In banking today, we’re seeing a seismic shift - big banks and tech players are moving their approach from products to services. Doing so offers more flexibility, faster go-to-market agility, and a better consumer experience.
“As-a-service” as we know it has already revolutionised software, platforms, transportation, music...the list goes on. But where it offers real value is in its ability to give anyone - customer support willing - to launch their own version of whatever has catalysed the serviceability of the product in question.
We’ve seen it in other industries: Spotify, for example, transformed listeners’ experience, making it easier access their favourite artist or song without having to purchase, download and store MP3s. Amazon Web Services and Microsoft Azure similarly have made dedicated servers obsolete, and companies like Salesforce and GoogleApps have made storage simple.
So, where does banking fit?
In 2018, the fact is that people are fed up traditional banking models. And this goes beyond a lack of trust. On the contrary, an Accenture survey from May this year found that, in the UK, consumer trust in their banks is the highest it’s been since 2012. But the decreasing reliance on physical bank branches has led many to reconsider their relationships with traditional providers, often opting for newer, fintech options.

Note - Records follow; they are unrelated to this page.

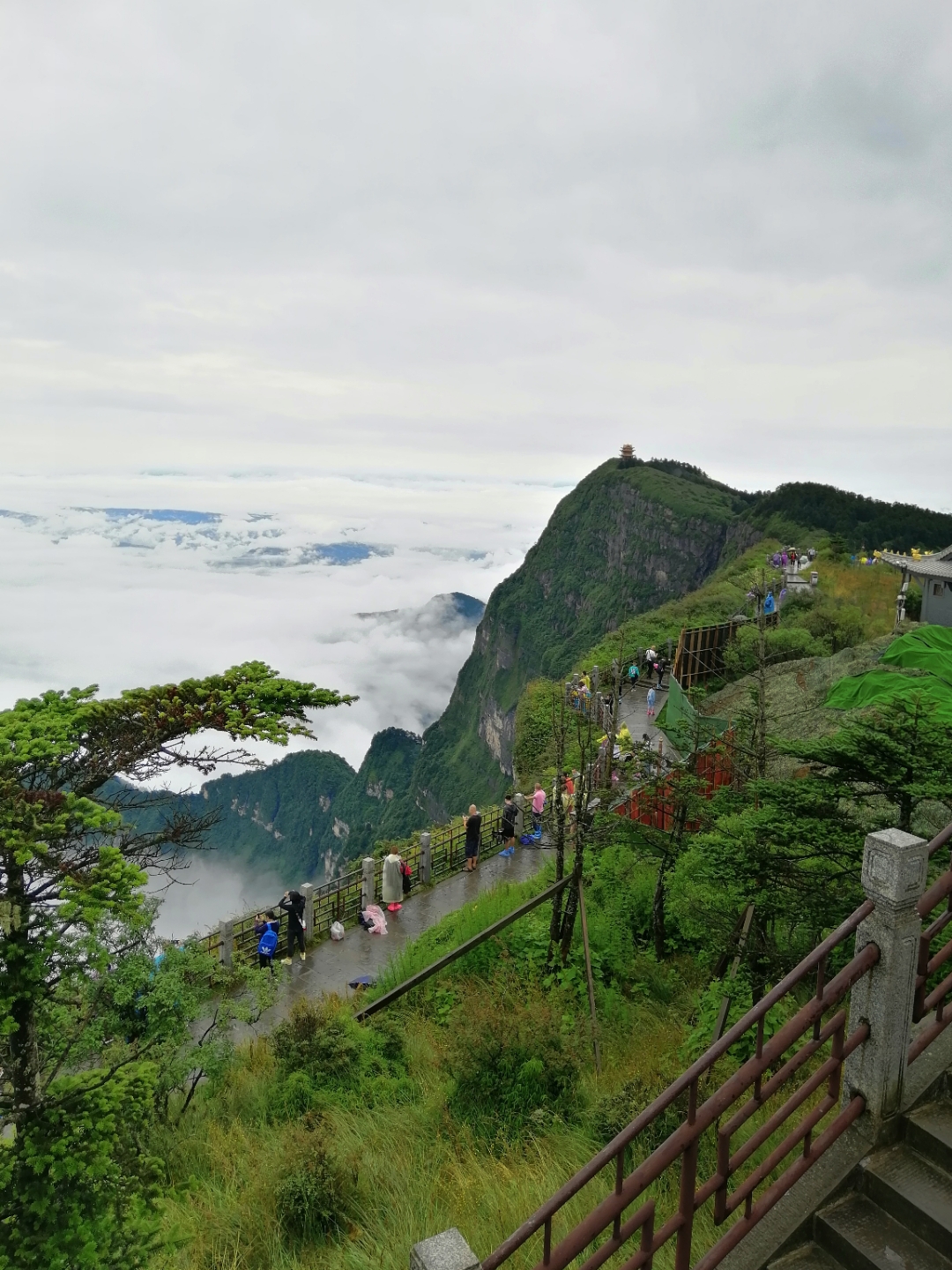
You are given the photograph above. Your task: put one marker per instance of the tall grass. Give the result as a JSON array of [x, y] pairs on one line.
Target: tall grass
[[418, 1171], [456, 929]]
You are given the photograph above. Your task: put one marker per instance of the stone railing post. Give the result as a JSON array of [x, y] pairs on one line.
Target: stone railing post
[[308, 892], [227, 943], [368, 889], [426, 859], [446, 1251], [894, 877]]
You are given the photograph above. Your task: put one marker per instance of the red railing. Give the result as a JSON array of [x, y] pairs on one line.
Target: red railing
[[657, 805], [936, 997], [744, 1096]]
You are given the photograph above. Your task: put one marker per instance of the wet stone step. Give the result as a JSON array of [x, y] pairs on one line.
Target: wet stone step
[[913, 1191], [865, 1237], [929, 1132], [810, 1256]]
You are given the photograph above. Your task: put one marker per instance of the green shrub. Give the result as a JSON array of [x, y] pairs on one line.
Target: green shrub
[[78, 1186], [614, 1111], [294, 1096], [781, 644], [319, 1038], [837, 625], [514, 1057], [317, 1195]]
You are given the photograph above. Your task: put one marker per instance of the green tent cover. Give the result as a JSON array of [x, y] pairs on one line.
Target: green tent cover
[[881, 686], [926, 649], [681, 723]]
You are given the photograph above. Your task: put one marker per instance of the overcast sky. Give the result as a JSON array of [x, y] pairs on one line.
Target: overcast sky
[[446, 238]]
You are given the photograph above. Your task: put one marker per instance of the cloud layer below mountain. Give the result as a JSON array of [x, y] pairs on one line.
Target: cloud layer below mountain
[[328, 578]]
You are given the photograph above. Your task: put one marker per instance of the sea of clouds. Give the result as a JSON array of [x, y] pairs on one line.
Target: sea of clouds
[[149, 578]]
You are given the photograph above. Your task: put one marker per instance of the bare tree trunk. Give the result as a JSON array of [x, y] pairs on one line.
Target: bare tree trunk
[[658, 925], [559, 736], [25, 1048]]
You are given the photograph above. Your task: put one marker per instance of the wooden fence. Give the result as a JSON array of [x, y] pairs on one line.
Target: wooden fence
[[701, 649], [342, 898]]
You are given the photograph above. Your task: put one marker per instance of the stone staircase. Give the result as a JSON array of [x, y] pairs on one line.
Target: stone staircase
[[895, 1209]]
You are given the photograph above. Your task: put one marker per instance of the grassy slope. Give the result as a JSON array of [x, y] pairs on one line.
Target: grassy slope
[[623, 542], [419, 1169], [844, 587]]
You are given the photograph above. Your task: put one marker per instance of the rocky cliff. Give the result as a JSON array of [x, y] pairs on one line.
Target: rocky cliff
[[623, 542]]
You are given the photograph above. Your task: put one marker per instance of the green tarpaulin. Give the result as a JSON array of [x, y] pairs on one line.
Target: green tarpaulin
[[681, 723], [881, 686], [926, 649]]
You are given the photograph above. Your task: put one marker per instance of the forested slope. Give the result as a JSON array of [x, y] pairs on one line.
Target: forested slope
[[626, 540]]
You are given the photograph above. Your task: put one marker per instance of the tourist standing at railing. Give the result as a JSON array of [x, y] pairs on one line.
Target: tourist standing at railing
[[294, 905], [508, 825], [473, 825], [539, 802], [392, 880], [267, 930]]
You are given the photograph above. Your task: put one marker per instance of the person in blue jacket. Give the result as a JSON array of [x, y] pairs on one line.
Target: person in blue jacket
[[267, 931]]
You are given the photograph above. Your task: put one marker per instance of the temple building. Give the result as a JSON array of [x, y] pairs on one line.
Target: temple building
[[934, 573]]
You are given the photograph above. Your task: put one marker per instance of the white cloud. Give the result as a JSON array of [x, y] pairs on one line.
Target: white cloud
[[98, 592], [424, 238]]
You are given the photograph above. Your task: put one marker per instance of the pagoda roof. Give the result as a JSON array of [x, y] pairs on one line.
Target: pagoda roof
[[934, 564]]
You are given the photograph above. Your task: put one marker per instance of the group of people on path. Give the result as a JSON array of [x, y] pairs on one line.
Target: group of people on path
[[397, 883], [268, 925]]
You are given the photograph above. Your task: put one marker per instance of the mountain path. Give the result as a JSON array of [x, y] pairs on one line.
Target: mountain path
[[331, 966]]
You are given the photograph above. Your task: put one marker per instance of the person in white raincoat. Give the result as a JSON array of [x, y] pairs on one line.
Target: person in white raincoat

This has posed an enormous challenge for the big banks, as well as a massive opportunity for others looking to step in and woo customers.
The effect of this is that players in other areas, such as supermarkets and telecom providers, have gotten in on the banking game. In 2016, O2 launched O2 Banking in Germany. Existing infrastructure allowed the telecom provider to take advantage of its massive 42 million customer base and provide financial services without the required infrastructure a traditional bank would need.
What’s powering this revolution? Ultimately, it’s software. While software development used to be difficult, today engineers have instant access to libraries of assets, ready to plug and play in in their programming. This enables developers to focus on differentiating their offering, rather than getting buried in the nitty-gritty details of operation.
Banking-as-a-Service means that, now, providers can offer more services, across audiences, whether B2C, B2B, or B2B2C. As BaaS, and the other “as-a-service” offerings continue to flourish, software will continue to play a crucial role in the building blocks of what’s on offer.
This new reality has brought with it new ways of thinking. For any company thinking of integrating banking services, an open mindset toward different and innovative technologies and partners will be necessary. With the growth of open banking, utilising and optimising APIs is now more important than ever to connect the underlying infrastructure that makes BaaS possible.
As BaaS providers partner with companies to create insta-banking with existing infrastructure, they’re then able to spend their time optimising where the most value can be added for customers.
The idea of Banking-as-a-Service will continue to drive innovation and empower businesses and tech providers as consumers continue to see and reap the benefits.